After taking leave of our fabulous hosts we depart through yet more wondrous mountain scenery, through Bardonecchia where we go round and round the one way system looking (in vain!) for Ugetti, the bakery Alberto recommended – after fifteen minutes of this I am done with looking so we ditch the pastries and head up into the mountains, up a road that is getting progressively more destroyed (Italy, where goes your tax money?) and more stunning. Somewhere along the way we end up in France! It’s confusing though as the road signs seem to be in both languages randomly, goes to show borders are a silly construct!
We thought we’d have the place to ourselves, but as we park up we see that the whole valley (Vallee Etroite or Valle Stretta) is full of people enjoying walks, picnics, throwing balls about, it’s very nice to see a natural site so well used by people, and because it’s huge, it doesn’t impact us at all. We leave the car at the highest point we can leave it, right by the little huddle of chalets around the Refuge of the Re Magi. On our right is a lovely blue running river lined with larches, on our left high tree-covered slopes capped with snow at the top, and the valley ahead of us under a bright sunshine. We set off up the path between grassy fields dotted with giant white anemones and yellow cowslips. We have to ford two little streams (Zaza is looking at everything with wide eyes), then cross a bridge over the running torrent. At one point the path is obstructed by an old avalanche so we have to clamber over it and Zaza has her first touch of snow!
Then it’s up and up through the trees, and finally at the top we glimpse what we came for: the green lake! We excitedly make our way down towards it and take in its full glory: its colour is a deep turquoise on the right, and a vibrant green on the left. In its crystal clear water, many tree trunks are clearly visible like a strange underwater architecture, and between the submerged branches trouts lazily swim about. The colour, we learn, is caused by algae which grow on the trunks. We are not the only people who have come here today, and there are many people having picnics, admiring the lake, trying to control their kids and/or their dogs. In the corner, a few beers are sat cooling in the glacial water and I lick my lips with envy!
It’s a truly magnificent site. After this, the way back downhill is easy, Eliza receives adoration from many hikers walking the other way and we reach the refuge thoroughly happy, but very hungry!

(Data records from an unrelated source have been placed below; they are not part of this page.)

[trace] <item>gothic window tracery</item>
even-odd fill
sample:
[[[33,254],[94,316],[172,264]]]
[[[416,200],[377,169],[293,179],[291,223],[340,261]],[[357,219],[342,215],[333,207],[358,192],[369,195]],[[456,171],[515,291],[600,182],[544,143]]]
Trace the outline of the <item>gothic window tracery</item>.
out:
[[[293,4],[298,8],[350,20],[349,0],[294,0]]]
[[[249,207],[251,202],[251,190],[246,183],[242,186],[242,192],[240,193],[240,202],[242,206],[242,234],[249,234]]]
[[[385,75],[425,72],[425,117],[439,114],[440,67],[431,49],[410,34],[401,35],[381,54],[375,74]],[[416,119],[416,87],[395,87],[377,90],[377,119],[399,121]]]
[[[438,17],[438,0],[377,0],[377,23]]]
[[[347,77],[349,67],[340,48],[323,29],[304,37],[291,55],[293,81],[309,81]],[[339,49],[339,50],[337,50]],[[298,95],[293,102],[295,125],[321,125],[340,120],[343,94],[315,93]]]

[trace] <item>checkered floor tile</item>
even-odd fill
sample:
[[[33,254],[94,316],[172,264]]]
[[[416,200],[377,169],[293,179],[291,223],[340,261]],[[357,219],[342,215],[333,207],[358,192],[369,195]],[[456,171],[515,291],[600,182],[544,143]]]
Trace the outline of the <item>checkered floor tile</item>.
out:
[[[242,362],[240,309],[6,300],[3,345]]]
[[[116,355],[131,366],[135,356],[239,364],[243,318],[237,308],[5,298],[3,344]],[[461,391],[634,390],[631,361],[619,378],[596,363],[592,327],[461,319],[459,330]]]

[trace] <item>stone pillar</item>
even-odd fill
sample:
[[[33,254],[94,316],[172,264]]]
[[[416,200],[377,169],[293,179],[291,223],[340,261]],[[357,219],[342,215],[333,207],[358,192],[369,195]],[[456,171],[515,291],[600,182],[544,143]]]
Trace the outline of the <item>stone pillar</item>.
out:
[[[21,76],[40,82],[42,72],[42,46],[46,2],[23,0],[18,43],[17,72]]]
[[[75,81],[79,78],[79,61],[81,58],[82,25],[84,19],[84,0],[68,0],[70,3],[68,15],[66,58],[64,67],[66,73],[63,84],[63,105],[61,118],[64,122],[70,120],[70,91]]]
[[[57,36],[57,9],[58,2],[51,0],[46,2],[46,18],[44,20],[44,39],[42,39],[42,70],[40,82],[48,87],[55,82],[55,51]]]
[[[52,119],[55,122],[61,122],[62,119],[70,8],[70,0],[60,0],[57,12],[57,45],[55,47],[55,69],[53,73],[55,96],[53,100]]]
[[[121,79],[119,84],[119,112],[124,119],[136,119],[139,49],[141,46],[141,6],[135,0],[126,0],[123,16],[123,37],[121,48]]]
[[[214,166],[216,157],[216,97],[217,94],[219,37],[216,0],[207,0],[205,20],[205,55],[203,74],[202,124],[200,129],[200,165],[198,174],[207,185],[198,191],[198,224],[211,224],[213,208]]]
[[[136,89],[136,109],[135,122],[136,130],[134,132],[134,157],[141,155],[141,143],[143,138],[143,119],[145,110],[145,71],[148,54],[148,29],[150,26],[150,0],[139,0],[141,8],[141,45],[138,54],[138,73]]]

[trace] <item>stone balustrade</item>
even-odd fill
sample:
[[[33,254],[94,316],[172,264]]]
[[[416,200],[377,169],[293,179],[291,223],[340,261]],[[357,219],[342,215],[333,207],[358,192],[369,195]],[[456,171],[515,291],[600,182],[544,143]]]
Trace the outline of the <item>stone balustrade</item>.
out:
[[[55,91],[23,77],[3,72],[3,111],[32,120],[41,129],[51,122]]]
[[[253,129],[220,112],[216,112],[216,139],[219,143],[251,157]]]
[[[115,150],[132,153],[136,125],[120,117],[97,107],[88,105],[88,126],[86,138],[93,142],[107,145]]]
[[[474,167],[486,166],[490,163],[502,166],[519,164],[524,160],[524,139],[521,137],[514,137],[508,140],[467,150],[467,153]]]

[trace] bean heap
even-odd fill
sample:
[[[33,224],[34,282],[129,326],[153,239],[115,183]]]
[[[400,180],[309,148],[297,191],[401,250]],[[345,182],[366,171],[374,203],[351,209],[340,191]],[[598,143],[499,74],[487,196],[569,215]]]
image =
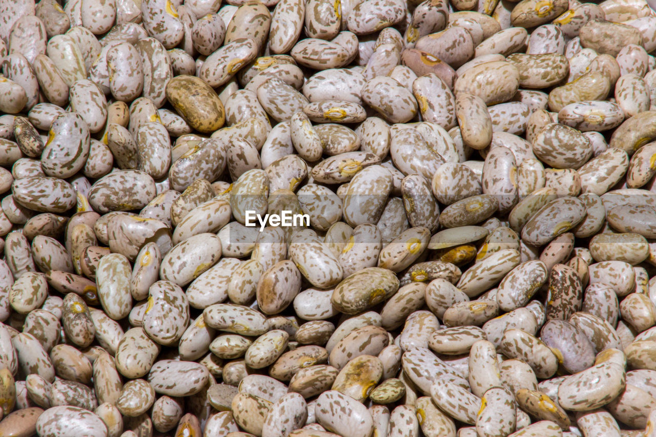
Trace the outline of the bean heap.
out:
[[[645,0],[227,3],[0,0],[0,436],[656,436]]]

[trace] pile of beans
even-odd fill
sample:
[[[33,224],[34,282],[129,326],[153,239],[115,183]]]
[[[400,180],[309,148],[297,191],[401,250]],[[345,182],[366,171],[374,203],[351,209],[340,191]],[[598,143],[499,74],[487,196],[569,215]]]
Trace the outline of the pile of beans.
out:
[[[644,0],[0,0],[0,436],[656,437],[655,50]]]

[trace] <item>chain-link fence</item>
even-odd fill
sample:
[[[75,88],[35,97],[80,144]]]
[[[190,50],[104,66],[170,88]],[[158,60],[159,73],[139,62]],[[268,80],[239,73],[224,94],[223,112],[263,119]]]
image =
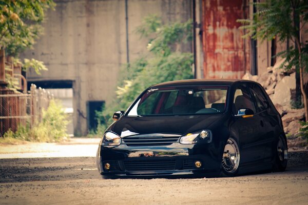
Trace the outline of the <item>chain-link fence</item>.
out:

Zaza meanwhile is in need of a nap, so of course she’s acting up; we order a very typical plate of polenta amid screeches and wriggles and grabbing of all things reachable. Unfortunately the polenta is finished, the waiter informs us, so we make sad noises and have sad faces… So sad, in fact, that the chef pokes his head through the door of the kitchen and says he’ll make us some polenta alright, he may still be able to cobble together a plate with cheese and a plate with meat. Yay! The plates arrive; one is covered entirely with melted mountain cheese, the other with a mixture of all the types of meat the chef had left: pieces of sausage, pieces of spicy salami, bits of venison, all in a delicious tomato sauce. It’s actually really delicious! Juggling Eliza and food between the two of us, we manage this lunch in good time, considering, and all too soon it’s time to head back to the car.
Now, we’re confused by the various maps we’ve seen of the area, both online and on paper, because they don’t seem to agree whether there’s an actual crossing into France proper here, or whether we’ve got to double back to Montginevro… but as we go down the mountain we see the road we need! It’s called the Ladder Pass (col de l’echelle), it’s a tiny road, and it’s magnificent.
The car is a brave and valiant machine, and it takes us up super steep slopes, through super tight bends, rock tunnels and past sweeping views over the Alps. Finally we’re well and truly in France, going through small villages which do look subtly different to Italian ones actually, and towards our destination in La Grave, in the Meije massif. The arrival towards La Grave through the Lautaret Pass is so sublime I’m struggling to describe it with words; on all sides are snow-covered peaks and impressive rock faces, and as we near the village we’ll be staying in, just before La Grave, we’re passing the most vertiginous black slopes of slate, and in the distance the narrow gorge on the side of which perches La Grave fades into deep green then black. Wow!